Caution: Comparisons between different ionic compound types (e.g., 1:1 vs. 1:2 ratios) require consideration of stoichiometry.

Dissolution equation: $Ca(OH)_2(s) \rightleftharpoons Ca^{2+}(aq) + 2OH^-(aq)$
$K_{sp} = [Ca^{2+}][OH^-]^2$
Important Chem 1 Reminder: $2OH^-$ is different from $O_2H^-$ ; the latter is non-existent.

Molar Solubility (s): Moles of compound that dissolve in 1 liter of saturated solution.
Solubility (s): Grams of compound that dissolve in 1 liter of saturated solution.
Both are temperature-dependent.
Use the units to identify which one is being referred to!

Problem: Calculate the molar solubility of calcium sulfate ( $CaSO4$ ), given $K{sp} = number$ .
Write the balanced equation: $CaSO4(s) \rightleftharpoons Ca^{2+}(aq) + SO4^{2-}(aq)$
Write the $K{sp}$ expression: $K{sp} = [Ca^{2+}][SO_4^{2-}]$
Let s = molar solubility of $CaSO_4$ .
At equilibrium: $[Ca^{2+}] = s$ and $[SO_4^{2-}] = s$
Therefore, $K_{sp} = s * s = s^2$
Solve for s: $s = \sqrt{K_{sp}}$
To find solubility in grams per liter, convert moles to grams using molecular weight.

$K_{sp}$ 's dependency on s varies with different ionic compounds.
Example: Calculate the solubility product for copper iodate, given its solubility is 1.3 g/L.
Write the balanced equation: $Cu(IO3)2(s) \rightleftharpoons Cu^{2+}(aq) + 2IO_3^-(aq)$
Write the $K{sp}$ expression: $K{sp} = [Cu^{2+}][IO_3^-]^2$
Let s = molar solubility of $Cu(IO3)2$ .
Equilibrium concentrations: $[Cu^{2+}] = s$ and $[IO_3^-] = 2s$
$K_{sp} = (s)(2s)^2 = 4s^3$
Convert grams per liter to moles per liter before solving for $K_{sp}$ .

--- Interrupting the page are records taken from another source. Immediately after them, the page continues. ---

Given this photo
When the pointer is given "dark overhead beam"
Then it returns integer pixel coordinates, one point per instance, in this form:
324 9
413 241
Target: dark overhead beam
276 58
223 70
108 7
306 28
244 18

Precipitation occurs when Q > K_{sp}.
Example: Silver Bromide - Will a precipitate form if we mix 500 mL of $Ag^+$ at $10^{-6} M$ with 500 mL of $Br^-$ at $2 * 10^{-3} M$ given that the $K_{sp}$ is $1 * 10^{-13}$ ?
Write the Q expression: $Q = [Ag^+][Br^-]$
Calculations:
- $\frac{(10^{-6} M)(0.5 L)}{(0.5 L + 0.5 L)} * \frac{(2 * 10^{-3} M)(0.5 L)}{(0.5 L + 0.5 L)}= 1*10^{-9}$
Comparison: Q = 10^{-9} > K_{sp} = 10^{-13}
Conclusion: Yes, a precipitate will form.

Problem: A solution is prepared that is $5.0 * 10^{-4} M$ in lead (II) ions and $5.0 * 10^{-5} M$ in chromate ions. Will lead chromate precipitate? $K_{sp} = 1.8 * 10^{-14}$ .
Equation: $PbCrO4(s) \rightleftharpoons Pb^{2+}(aq) + CrO4^{2-}(aq)$
$Q = [Pb^{2+}][CrO_4^{2-}]$
$Q = (5.0 * 10^{-4})(5.0 * 10^{-5}) = 2.5 * 10^{-8}$
Since Q > K_{sp}, a precipitate will form.

Problem: Mixing 1.0 L of 0.0020 M $NaOH$ and 1.0 L of 0.0001 M $MgSO_4$ . Is a precipitate expected? ( $Ksp$ magnesium hydroxide is $1.2 * 10^{-11}$ ).
Recognize this is a double displacement reaction; $Na2SO4$ and $Mg(OH)_2$ are the products.
Since all sodium salts are soluble, $Mg(OH)2$ is the potential precipitate (also indicated by the given $K{sp}$ ).
Equation: $Mg(OH)_2(s) \rightleftharpoons Mg^{2+}(aq) + 2OH^-(aq)$
$Q = [Mg^{2+}][OH^-]^2$
Initial Concentrations (after mixing):
- $[Mg^{2+}] = \frac{(1.0 L)(0.0001 M)}{2.0 L}$
- $[OH^-] = \frac{(1.0 L)(0.0020 M)}{2.0 L}$
$Q = (\frac{(1.0 L)(0.0001 M)}{2.0 L})(\frac{(1.0 L)(0.0020 M)}{2.0 L})^2 = 2.5 * 10^{-13}$
$Q = 2.5 * 10^{-13}$ , $Ksp = 1.2 * 10^{-11}$ . Since Q < K_{sp}, no precipitate forms. Shift will be forward.